A mudança de postura na cerimônia realizada no Palácio do Planalto na quarta-feira (10) seria apenas uma mostra do desespero do presidente Jair Bolsonaro diante da retomada da elegibilidade por parte do ex-presidente Lula. Na ocasião, o mandatário voltou a usar máscara de proteção e moldou seu discurso para rebater o ex-líder sindical.

Segundo o colunista Tales Faria, do portal Uol, o discurso de Lula “acionou um sinal de alerta” no Planalto e fez Bolsonaro entrar em “pânico”. A confirmação da demissão de Fabio Wajngarten, que tentava angariar um cargo após ser exonerado da Secom, seria uma das formas do governo tentar se reposicionar diante de Lula.

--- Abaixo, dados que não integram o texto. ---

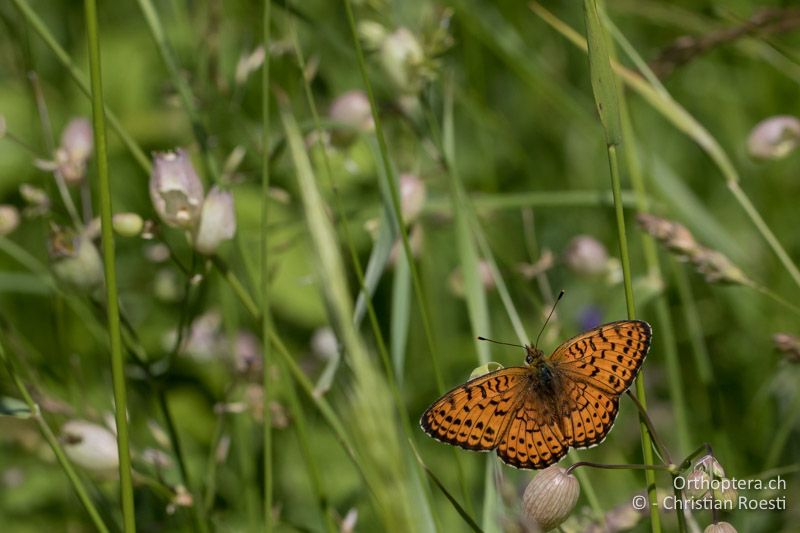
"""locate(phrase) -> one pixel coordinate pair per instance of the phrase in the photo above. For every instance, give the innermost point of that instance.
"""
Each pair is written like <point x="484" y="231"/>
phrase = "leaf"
<point x="14" y="407"/>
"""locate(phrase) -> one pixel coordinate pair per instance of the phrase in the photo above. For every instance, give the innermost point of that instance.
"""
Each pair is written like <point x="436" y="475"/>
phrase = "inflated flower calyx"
<point x="90" y="446"/>
<point x="217" y="222"/>
<point x="774" y="137"/>
<point x="75" y="259"/>
<point x="550" y="497"/>
<point x="176" y="190"/>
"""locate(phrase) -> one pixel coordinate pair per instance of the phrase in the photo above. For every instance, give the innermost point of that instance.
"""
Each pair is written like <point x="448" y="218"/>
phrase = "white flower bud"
<point x="372" y="34"/>
<point x="9" y="219"/>
<point x="774" y="138"/>
<point x="75" y="260"/>
<point x="586" y="255"/>
<point x="176" y="190"/>
<point x="217" y="221"/>
<point x="352" y="110"/>
<point x="324" y="343"/>
<point x="90" y="446"/>
<point x="127" y="224"/>
<point x="37" y="200"/>
<point x="550" y="497"/>
<point x="402" y="57"/>
<point x="720" y="527"/>
<point x="412" y="195"/>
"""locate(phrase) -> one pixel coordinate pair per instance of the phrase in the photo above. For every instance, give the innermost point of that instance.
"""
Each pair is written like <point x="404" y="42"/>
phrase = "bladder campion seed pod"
<point x="550" y="497"/>
<point x="720" y="527"/>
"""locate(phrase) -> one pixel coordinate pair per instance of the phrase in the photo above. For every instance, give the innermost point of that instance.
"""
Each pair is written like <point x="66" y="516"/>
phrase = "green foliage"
<point x="490" y="105"/>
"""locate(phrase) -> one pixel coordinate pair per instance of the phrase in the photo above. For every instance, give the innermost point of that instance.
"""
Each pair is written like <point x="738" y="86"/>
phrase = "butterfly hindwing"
<point x="475" y="415"/>
<point x="534" y="438"/>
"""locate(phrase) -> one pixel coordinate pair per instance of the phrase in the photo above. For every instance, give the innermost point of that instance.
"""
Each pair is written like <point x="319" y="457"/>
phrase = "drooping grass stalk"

Nas contas do governo, só será possível enfrentar Lula com uma retomada do crescimento e com a diminuição do desemprego, o que perpassa uma vacinação massiva. Por isso, Bolsonaro agora parece estar mais empenhado a garantir a imunização.

“Bolsonaro contava com adversários fracos. Agora não. Pior: a candidatura Lula recoloca no páreo uma possível candidatura de Sergio Moro, a quem o presidente também temia”, afirma o colunista.